Sources say things changed when the director and his star decided to revise the script. Originally DiCaprio was playing the good guy working for the then-nascent FBI. In the revised version, DiCaprio would portray villain Robert De Niro’s nephew, torn between love and the evil machinations of his uncle. A source with knowledge of the situation says Paramount felt that turned the film into a moody and less commercial character study — “smaller scale; same budget.”
While a huge wager on the film no longer seemed like such a good idea, relinquishing a Scorsese movie was so painful for the top Paramount executive team that one studio insider told me, as this drama unfolded, “We’re not making it but we’re not not making it.”
At this point, it’s hard to imagine even a more powerful old-school studio risking tens of millions on a Scorsese period piece. But what do petty money worries mean to Apple, which agreed to ante up for the version Scorsese and DiCaprio are determined to make?
While Scorsese has had his deal at Paramount since 2006, the studio has not financed any of his movies in full or in part since the 2010 film Shutter Island. That mountain logo may appear on the screen, but Paramount merely distributed Hugo, Wolf of Wall Street and Silence, all of which were financed by others. The backers of Hugo and Silence lost a bundle, and the scandal and court action swirling around the source of that Wolf of Wall Street financing is still playing out.
The Irishman was so expensive that the late Brad Grey passed despite his love of his association with Marty. After all, says a knowledgeable source, Scorsese had gone more than 100 percent over budget on Silence. Only Netflix would take on The Irishman, and whether the streamer thinks it got its money’s worth is known only within its secretive walls. (Netflix supposedly was in the mix for Killers, but it’s hard to say whether the streamer’s heart was really in that battle.)

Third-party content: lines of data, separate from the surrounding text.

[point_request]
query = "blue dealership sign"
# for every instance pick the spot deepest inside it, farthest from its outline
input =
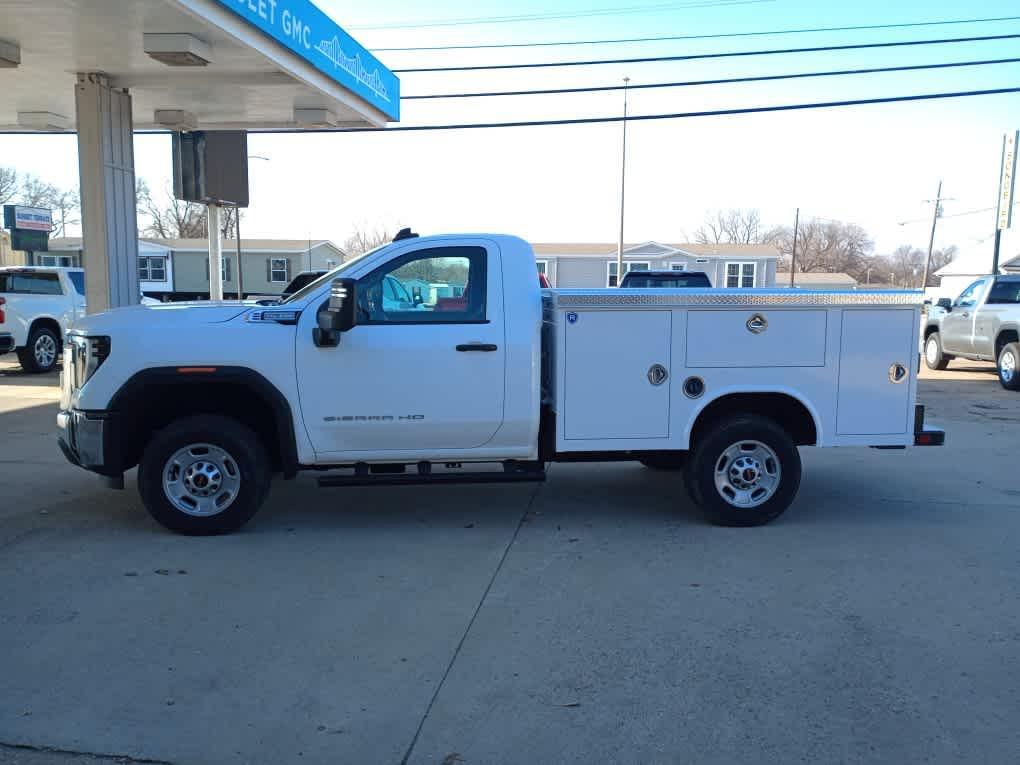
(309, 33)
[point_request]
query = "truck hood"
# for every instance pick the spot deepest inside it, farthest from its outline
(163, 314)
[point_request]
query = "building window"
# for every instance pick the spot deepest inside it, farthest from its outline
(224, 268)
(279, 269)
(741, 275)
(629, 265)
(152, 268)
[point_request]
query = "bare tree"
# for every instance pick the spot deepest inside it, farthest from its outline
(906, 265)
(826, 246)
(66, 208)
(363, 239)
(168, 217)
(9, 185)
(228, 221)
(731, 227)
(37, 193)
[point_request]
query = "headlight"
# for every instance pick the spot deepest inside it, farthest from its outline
(88, 354)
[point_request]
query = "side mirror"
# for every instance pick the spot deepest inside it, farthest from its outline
(339, 315)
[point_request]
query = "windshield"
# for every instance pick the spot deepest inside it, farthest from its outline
(310, 288)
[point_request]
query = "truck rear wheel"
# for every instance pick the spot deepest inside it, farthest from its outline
(745, 471)
(934, 358)
(204, 474)
(1009, 366)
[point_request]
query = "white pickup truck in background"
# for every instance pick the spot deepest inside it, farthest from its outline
(37, 306)
(485, 368)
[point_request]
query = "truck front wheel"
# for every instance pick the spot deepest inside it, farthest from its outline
(1009, 366)
(204, 474)
(934, 357)
(744, 471)
(41, 352)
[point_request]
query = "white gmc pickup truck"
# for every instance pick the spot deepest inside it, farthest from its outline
(480, 367)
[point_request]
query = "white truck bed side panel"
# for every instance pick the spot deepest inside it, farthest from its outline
(789, 338)
(870, 403)
(608, 357)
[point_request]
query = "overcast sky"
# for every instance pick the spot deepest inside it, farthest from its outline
(874, 165)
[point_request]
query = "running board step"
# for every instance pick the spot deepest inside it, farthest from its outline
(412, 479)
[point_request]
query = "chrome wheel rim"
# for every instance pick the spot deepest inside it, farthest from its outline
(201, 479)
(748, 474)
(45, 350)
(1008, 366)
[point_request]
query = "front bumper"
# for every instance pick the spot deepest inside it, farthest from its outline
(86, 440)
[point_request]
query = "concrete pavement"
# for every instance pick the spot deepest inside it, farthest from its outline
(594, 618)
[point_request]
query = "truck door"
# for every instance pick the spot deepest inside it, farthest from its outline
(1001, 303)
(424, 373)
(958, 324)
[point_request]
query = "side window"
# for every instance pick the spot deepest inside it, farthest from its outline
(1005, 293)
(437, 286)
(78, 278)
(35, 284)
(277, 269)
(969, 296)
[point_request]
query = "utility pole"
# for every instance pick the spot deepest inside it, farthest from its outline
(237, 231)
(793, 258)
(215, 254)
(623, 188)
(931, 242)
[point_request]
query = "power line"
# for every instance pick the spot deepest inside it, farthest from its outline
(955, 214)
(724, 81)
(672, 38)
(648, 117)
(559, 15)
(700, 56)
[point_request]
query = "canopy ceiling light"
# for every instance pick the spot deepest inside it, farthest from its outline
(177, 49)
(43, 120)
(314, 118)
(10, 55)
(175, 119)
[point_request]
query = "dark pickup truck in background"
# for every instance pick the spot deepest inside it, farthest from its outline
(666, 281)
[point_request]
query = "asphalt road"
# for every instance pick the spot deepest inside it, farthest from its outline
(592, 619)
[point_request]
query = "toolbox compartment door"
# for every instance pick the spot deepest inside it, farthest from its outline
(609, 391)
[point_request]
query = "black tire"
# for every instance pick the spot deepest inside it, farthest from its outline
(245, 461)
(1008, 366)
(934, 357)
(670, 461)
(738, 432)
(41, 353)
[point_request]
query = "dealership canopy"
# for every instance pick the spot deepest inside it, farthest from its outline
(190, 63)
(107, 68)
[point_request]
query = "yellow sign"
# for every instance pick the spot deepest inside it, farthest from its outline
(1007, 181)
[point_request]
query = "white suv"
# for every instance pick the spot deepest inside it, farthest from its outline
(37, 307)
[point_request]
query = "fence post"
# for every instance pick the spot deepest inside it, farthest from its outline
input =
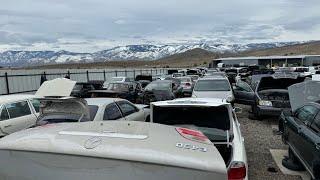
(7, 82)
(88, 76)
(69, 74)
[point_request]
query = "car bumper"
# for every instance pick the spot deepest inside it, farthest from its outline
(269, 111)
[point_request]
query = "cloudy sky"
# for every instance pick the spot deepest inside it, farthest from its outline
(90, 25)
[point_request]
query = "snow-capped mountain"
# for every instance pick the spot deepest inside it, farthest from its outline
(130, 52)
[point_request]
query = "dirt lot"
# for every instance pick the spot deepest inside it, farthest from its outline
(259, 139)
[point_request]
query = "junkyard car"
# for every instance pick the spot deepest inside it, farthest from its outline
(115, 80)
(268, 95)
(57, 107)
(124, 150)
(17, 112)
(301, 128)
(124, 90)
(159, 90)
(213, 117)
(57, 110)
(213, 87)
(81, 90)
(187, 85)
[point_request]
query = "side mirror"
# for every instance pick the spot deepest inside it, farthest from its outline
(238, 110)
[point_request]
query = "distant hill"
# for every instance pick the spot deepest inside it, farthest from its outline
(196, 57)
(310, 48)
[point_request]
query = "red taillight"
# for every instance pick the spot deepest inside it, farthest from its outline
(237, 171)
(193, 135)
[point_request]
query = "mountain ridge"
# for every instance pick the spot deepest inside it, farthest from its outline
(126, 53)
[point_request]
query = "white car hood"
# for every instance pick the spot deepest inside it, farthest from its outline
(213, 94)
(302, 93)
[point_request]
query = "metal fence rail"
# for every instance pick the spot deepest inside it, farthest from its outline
(30, 82)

Once Scorsese and DiCaprio revised Killers of the Flower Moon, Paramount empowered DiCaprio’s longtime manager, Rick Yorn, to shop the project. No doubt the studio hoped no one would tackle it, which might persuade Scorsese to come back to the original idea and the hoped-for budget. (And Paramount likely would have sought a financing partner.)
Now Apple is not only paying the budget in full but says it will be the “creative studio” on the project, which means executives there will get a first-hand sense of the complete impossibility of controlling Scorsese. Note that AppleTV+ chiefs Zack Van Amburg and Jamie Erlicht are television guys without film experience.
The movie will get a full theatrical release around the world, presumably with a standard window (though the definition of standard window could change by the time the movie is finally made). Paramount will front marketing costs, but Apple will make sure it gets all that money back either from its share of box office or, if necessary, by making up any shortfall. Apple will also cover costs associated with developing the movie.
Meanwhile, Paramount will get a distribution fee based on the film’s box office performance. Even if the film does exceptionally well, such fees are hardly enough to keep the lights on at a major studio. Wolf of Wall Street grossed $392 million worldwide and Paramount netted about $20 million, says a source with knowledge of the situation.
As for the Killers deal, “It’s a super low-risk way for Paramount to keep some rights in the movie,” this person says. “But it has no upside. You’re investing a ton of time. Marty and Leo are demanding. It will take the same energy as opening a tentpole [that Paramount would own]. Then the upside is $10 million or $20 million. It’s an interesting use of time and money.”
But a studio insider takes a more sanguine view, noting, “It’s a low-risk way to be in a Scorsese movie,” he says. “And if it’s an Oscar movie, you’re on the invite list.”